FINDSTR [/B] [/E] [/L] [/R] [/S] [/I] [/X] [/V] [/N] [/M] [/O] [/P] [/F:file]
[/C:string] [/G:file] [/D:dir list] [/A:color attributes] [/OFF[LINE]]
strings [[drive:][path]filename[ ...]]
/B Matches pattern if at the beginning of a line.
/E Matches pattern if at the end of a line.
/L Uses search strings literally.
/R Uses search strings as regular expressions.
/S Searches for matching files in the current directory and all
subdirectories.
/I Specifies that the search is not to be case-sensitive.
/X Prints lines that match exactly.
/V Prints only lines that do not contain a match.
/N Prints the line number before each line that matches.
/M Prints only the filename if a file contains a match.
/O Prints character offset before each matching line.
/P Skip files with non-printable characters.
/OFF[LINE] Do not skip files with offline attribute set.
/A:attr Specifies color attribute with two hex digits. See "color /?"
/F:file Reads file list from the specified file(/ stands for console).
/C:string Uses specified string as a literal search string.
/G:file Gets search strings from the specified file(/ stands for console).

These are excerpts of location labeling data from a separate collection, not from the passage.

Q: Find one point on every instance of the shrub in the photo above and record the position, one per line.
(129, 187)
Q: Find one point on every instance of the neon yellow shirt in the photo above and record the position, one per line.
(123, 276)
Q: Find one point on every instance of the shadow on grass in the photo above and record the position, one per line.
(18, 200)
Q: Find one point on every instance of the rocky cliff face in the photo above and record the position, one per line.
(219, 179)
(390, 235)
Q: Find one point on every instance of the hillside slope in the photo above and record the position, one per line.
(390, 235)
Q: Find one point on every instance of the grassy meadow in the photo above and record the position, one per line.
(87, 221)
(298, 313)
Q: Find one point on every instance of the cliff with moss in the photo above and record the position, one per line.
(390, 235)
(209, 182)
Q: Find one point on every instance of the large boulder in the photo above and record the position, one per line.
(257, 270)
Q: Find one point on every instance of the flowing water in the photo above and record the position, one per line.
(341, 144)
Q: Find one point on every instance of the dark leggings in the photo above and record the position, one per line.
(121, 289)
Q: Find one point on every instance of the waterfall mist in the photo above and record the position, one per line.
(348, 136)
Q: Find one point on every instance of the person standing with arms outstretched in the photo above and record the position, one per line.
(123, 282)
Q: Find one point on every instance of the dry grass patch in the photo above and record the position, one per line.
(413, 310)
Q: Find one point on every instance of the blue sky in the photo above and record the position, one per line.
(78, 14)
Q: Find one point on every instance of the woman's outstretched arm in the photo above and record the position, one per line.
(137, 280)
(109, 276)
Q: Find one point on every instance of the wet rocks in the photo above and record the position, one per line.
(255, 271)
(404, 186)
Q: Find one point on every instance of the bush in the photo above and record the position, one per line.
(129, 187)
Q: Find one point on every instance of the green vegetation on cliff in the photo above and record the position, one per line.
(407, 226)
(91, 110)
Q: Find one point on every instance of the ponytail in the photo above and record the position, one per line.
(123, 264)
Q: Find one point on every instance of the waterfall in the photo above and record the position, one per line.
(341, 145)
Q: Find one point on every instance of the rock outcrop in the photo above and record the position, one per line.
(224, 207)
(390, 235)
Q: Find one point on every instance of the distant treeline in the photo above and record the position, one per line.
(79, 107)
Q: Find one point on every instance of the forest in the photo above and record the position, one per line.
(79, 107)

/D:dir Search a semicolon delimited list of directories
strings Text to be searched for.
[drive:][path]filename
Specifies a file or files to search.
Use spaces to separate multiple search strings unless the argument is prefixed
with /C. For example, 'FINDSTR "hello there" x.y' searches for "hello" or
"there" in file x.y. 'FINDSTR /C:"hello there" x.y' searches for
"hello there" in file x.y.
Regular expression quick reference:
. Wildcard: any character
* Repeat: zero or more occurances of previous character or class
^ Line position: beginning of line
$ Line position: end of line
[class] Character class: any one character in set
[^class] Inverse class: any one character not in set
[x-y] Range: any characters within the specified range
\x Escape: literal use of metacharacter x
\<xyz Word position: beginning of word
xyz\> Word position: end of word
Cygwin includes grep. All the GNU tools amd Unix stuff works great on Windows if you install Cygwin.
PowerShell's Select-String cmdlet was fine in v1.0, but is significantly better for v2.0.
New parameters added to Select-String: Select-String cmdlet now supports new parameters, such as:
- -Context: This allows you to see lines before and after the match line
- -AllMatches: which allows you to see all matches in a line (Previously, you could see only the first match in a line)
- -NotMatch: Equivalent to grep -v o
- -Encoding: to specify the character encoding
Well, beside the Windows port of the GNU grep at:
http://gnuwin32.sourceforge.net/
there's also Borland's grep (very similar to GNU one) available in the freeware Borland's Free C++ Compiler (it's a freeware with command line tools).
It may not exactly fall into the 'grep' category, but I couldn't get by on Windows without a utility called AgentRansack. It's a gui-based "find in files" utility with regex support. It's dead simple to right-click on a folder, hit "ransack.." and find files containing what you're looking for. Extremely fast too.
I have successfully used GNU utilities for Win32 for quite some time and it has a good grep as well as tail and other handy gnu utils for win32. I avoid the packaged shell and simply use the executables right in win32 command prompt.
The Tail that is packaged is quite a good little application as well.
It's been a couple of years since you asked the question, but I'd recommend AstroGrep (http://astrogrep.sourceforge.net).
It's free, open source, and has a simple interface. I use it to search code all the time.